Die Wirtschaft will internationale Politik mitgestalten

Business

Welche Rolle spielen Unternehmen bei der Bewältigung globaler Krisen? Was erwarten globale Führungskräfte vom Multilateralismus? Und wie steht es mit dem Vertrauen der Wirtschaft in die Politik, wenn es um die Lösung globaler Herausforderungen geht?

Antworten auf diese Fragen gibt unsere neue Studie „EXPLORING MULTILATERAL COOPERATION. What international business leaders think about multilateral cooperation, partnership with government and the top issues on the global agenda“.

Autor Dr. Sebastian Schwark

Die COVID-19 Pandemie, der handelspolitische Konflikt zwischen den USA und China, der Brexit, die Spannungen zwischen dem Westen und Russland sowie die zunehmenden Extremwetter-Ereignisse setzen Entscheider unter Druck. Vor allem die Bekämpfung des Klimawandels steht dabei ganz weit oben auf der Agenda. Zu diesen Themen haben wir mehr als 700 wirtschaftliche Entscheider aus sieben G20-Ländern befragt.

Breiter Konsens bei vielen Themen

Trotz der Spannungen zwischen Regierungen auf der ganzen Welt gibt es einen breiten Konsens unter den Führungskräften aus Brasilien, China, Frankreich, Deutschland, Italien, dem Vereinigten Königreich und den Vereinigten Staaten über ihre Erwartungen, ihre Rolle und ihre Meinung zu den weltweit drängendsten Fragen.
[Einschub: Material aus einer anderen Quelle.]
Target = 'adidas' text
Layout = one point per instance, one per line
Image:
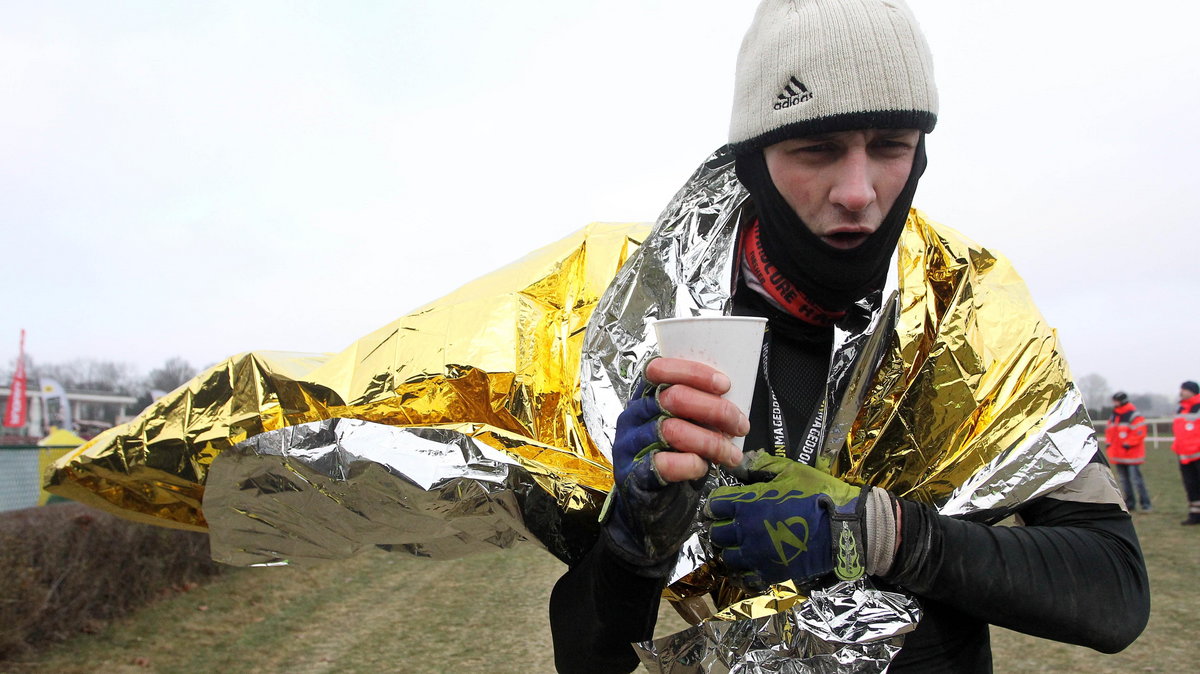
(792, 95)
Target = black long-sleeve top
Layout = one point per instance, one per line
(1073, 572)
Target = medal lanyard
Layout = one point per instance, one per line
(807, 450)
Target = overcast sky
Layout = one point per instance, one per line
(202, 179)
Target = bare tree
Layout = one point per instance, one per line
(171, 375)
(1096, 391)
(89, 374)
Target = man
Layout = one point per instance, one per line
(1187, 446)
(1126, 437)
(832, 104)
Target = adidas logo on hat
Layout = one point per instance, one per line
(792, 95)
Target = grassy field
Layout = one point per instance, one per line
(389, 613)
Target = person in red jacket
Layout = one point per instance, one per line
(1187, 446)
(1126, 435)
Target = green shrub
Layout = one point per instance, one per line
(66, 569)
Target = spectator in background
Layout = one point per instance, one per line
(1126, 435)
(1187, 446)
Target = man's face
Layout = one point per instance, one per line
(843, 184)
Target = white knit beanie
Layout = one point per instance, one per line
(819, 66)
Es besteht Einigkeit in der Überzeugung, dass multilaterale Diplomatie und internationale Politik sowohl notwendig als auch äußerst wirksam sind.
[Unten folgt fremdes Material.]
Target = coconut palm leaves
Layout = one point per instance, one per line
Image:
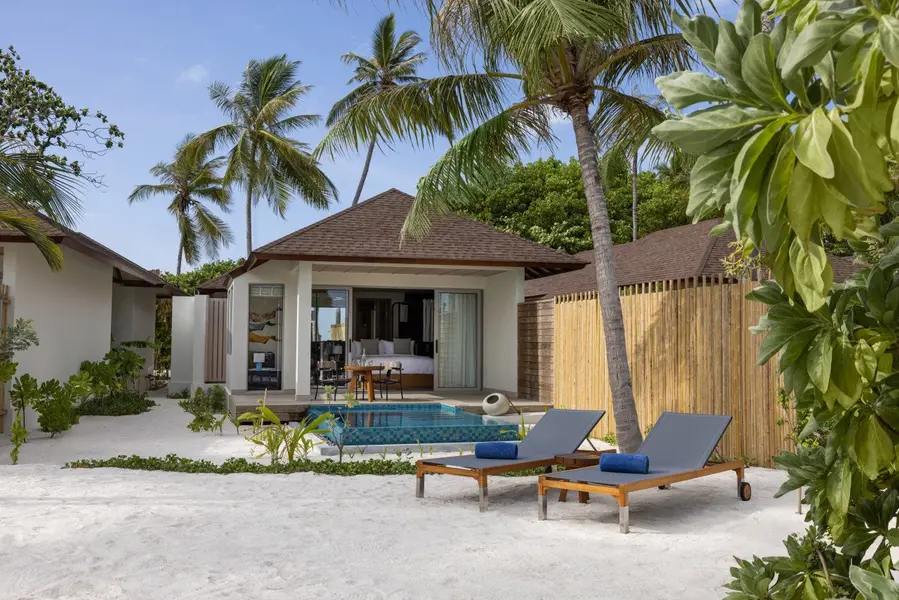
(31, 183)
(393, 62)
(262, 157)
(191, 179)
(539, 56)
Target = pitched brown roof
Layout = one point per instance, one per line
(212, 286)
(669, 254)
(370, 232)
(124, 270)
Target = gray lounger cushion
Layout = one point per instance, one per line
(559, 431)
(677, 443)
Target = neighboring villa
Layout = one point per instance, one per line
(678, 253)
(446, 307)
(97, 299)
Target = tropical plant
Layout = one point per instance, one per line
(796, 142)
(394, 62)
(562, 56)
(262, 158)
(191, 179)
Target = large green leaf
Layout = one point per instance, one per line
(749, 170)
(802, 205)
(729, 56)
(873, 447)
(686, 88)
(710, 179)
(779, 180)
(814, 42)
(819, 360)
(852, 179)
(810, 143)
(888, 30)
(839, 486)
(873, 586)
(708, 129)
(701, 32)
(749, 19)
(760, 73)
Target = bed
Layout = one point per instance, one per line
(418, 371)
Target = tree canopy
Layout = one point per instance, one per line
(544, 201)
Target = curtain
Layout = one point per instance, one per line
(458, 339)
(427, 320)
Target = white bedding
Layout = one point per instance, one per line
(411, 363)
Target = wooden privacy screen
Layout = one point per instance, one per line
(689, 349)
(535, 351)
(216, 339)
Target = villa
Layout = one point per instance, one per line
(344, 288)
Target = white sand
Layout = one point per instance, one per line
(109, 533)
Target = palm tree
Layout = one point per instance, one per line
(393, 63)
(262, 158)
(33, 183)
(561, 55)
(189, 180)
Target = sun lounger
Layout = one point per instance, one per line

Es herrscht ein starker Konsens unter den Befragten, dass Unternehmen bei der Aushandlung der Lösungen mit am Tisch sitzen müssen, um die Staats- und Regierungschefs zu unterstützen. Die bemerkenswerte Einsicht: Es steht zu viel auf dem Spiel, um eine Distanz zwischen Wirtschaft und politischer Führung zuzulassen. Die Wirtschaft will eng mit der Politik zusammenarbeiten, um globale Probleme anzugehen.

Unternehmen können sich politischen Konflikten nicht entziehen

Die Führungskräfte betonten, dass Fehl- und Desinformation eine große Bedrohung für ihren Unternehmenserfolg darstellen. Sie sehen die Vorteile von Multilateralismus und glauben, dass er effektive Ergebnisse erzielt, die für ihre Unternehmen ebenso wie zur Lösung globaler Herausforderungen entscheidend sind.
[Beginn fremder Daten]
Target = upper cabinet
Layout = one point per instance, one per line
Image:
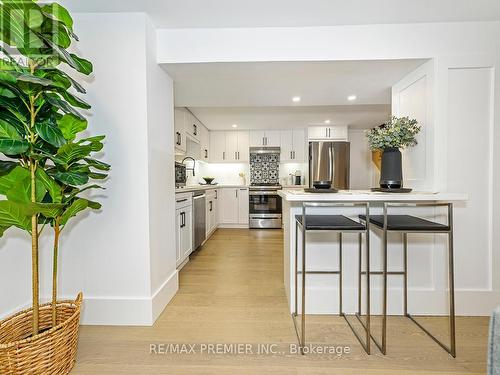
(191, 137)
(193, 126)
(334, 133)
(180, 115)
(230, 146)
(293, 145)
(204, 143)
(265, 138)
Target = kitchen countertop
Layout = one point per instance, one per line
(367, 195)
(192, 188)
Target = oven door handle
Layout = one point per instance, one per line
(267, 193)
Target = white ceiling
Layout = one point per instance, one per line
(294, 13)
(222, 118)
(268, 84)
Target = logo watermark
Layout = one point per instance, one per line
(246, 349)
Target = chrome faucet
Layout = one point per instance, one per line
(194, 164)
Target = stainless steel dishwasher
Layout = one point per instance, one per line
(199, 214)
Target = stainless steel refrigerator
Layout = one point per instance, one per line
(329, 163)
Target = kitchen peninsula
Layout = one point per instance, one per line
(322, 250)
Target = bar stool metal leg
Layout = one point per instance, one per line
(451, 273)
(384, 306)
(340, 275)
(303, 311)
(405, 271)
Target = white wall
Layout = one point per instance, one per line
(160, 119)
(459, 108)
(115, 256)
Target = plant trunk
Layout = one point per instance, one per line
(57, 232)
(34, 253)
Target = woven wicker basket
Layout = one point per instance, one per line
(51, 352)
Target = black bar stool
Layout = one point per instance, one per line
(338, 224)
(410, 224)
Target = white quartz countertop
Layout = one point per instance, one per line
(192, 188)
(369, 196)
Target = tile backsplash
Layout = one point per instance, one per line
(264, 168)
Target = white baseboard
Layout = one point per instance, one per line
(325, 300)
(233, 226)
(164, 294)
(138, 311)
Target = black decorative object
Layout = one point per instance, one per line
(400, 191)
(391, 174)
(331, 191)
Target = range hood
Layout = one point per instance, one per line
(265, 150)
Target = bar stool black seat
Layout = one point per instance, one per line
(330, 222)
(411, 224)
(406, 223)
(337, 224)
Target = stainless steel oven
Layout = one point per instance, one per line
(265, 207)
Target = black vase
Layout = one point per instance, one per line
(391, 174)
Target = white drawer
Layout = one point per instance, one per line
(183, 200)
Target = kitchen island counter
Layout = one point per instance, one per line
(322, 249)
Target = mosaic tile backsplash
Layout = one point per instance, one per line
(264, 168)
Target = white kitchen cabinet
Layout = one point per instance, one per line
(243, 205)
(192, 126)
(293, 145)
(204, 143)
(184, 227)
(217, 147)
(230, 146)
(228, 206)
(334, 133)
(211, 211)
(265, 138)
(180, 115)
(233, 206)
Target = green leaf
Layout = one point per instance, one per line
(83, 66)
(71, 125)
(62, 105)
(49, 210)
(8, 131)
(3, 230)
(71, 178)
(13, 147)
(59, 13)
(71, 152)
(99, 165)
(14, 214)
(21, 191)
(50, 133)
(34, 79)
(10, 176)
(34, 18)
(76, 207)
(50, 184)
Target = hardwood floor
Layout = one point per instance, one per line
(232, 292)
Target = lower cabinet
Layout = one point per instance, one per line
(184, 229)
(233, 206)
(212, 216)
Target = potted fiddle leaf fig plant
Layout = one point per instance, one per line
(389, 139)
(45, 168)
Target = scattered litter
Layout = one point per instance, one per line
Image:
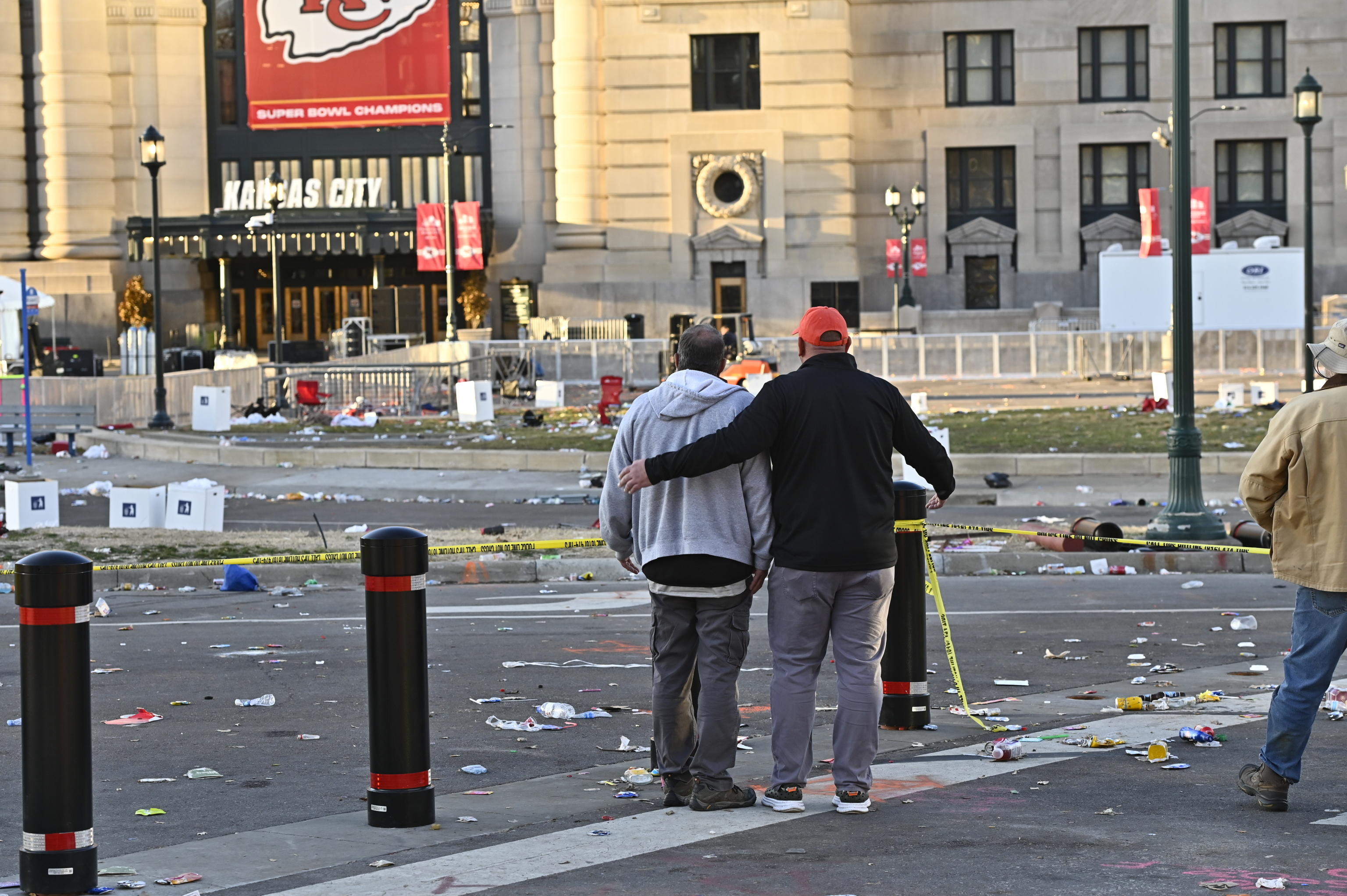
(266, 700)
(139, 717)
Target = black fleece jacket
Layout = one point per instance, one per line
(831, 430)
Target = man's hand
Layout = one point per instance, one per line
(756, 583)
(634, 479)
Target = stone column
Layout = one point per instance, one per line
(75, 117)
(14, 193)
(577, 128)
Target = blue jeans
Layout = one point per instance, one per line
(1318, 640)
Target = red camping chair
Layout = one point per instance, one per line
(611, 395)
(307, 394)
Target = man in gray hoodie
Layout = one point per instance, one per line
(705, 546)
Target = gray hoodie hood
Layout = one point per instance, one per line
(690, 392)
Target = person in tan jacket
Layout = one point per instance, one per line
(1294, 487)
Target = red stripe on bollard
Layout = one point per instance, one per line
(399, 782)
(53, 615)
(395, 583)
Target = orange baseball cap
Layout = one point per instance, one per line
(821, 323)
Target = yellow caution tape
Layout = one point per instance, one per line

Weltweit sind die Wirtschaftsführer mit 73 Prozent mehrheitlich der Meinung, dass Unternehmen und Regierungen zusammenarbeiten und sich gegenseitig gerade in internationalen Fragen unterstützen sollten. Mehr als die Hälfte (65%) zeigt sich überzeugt, dass Firmen sogar eine Führungsrolle bei internationalen Themen übernehmen sollten. Die Führungskräfte wissen also recht gut, dass sich ihre Organisationen den Auswirkungen internationaler Konflikte nicht entziehen können (67%).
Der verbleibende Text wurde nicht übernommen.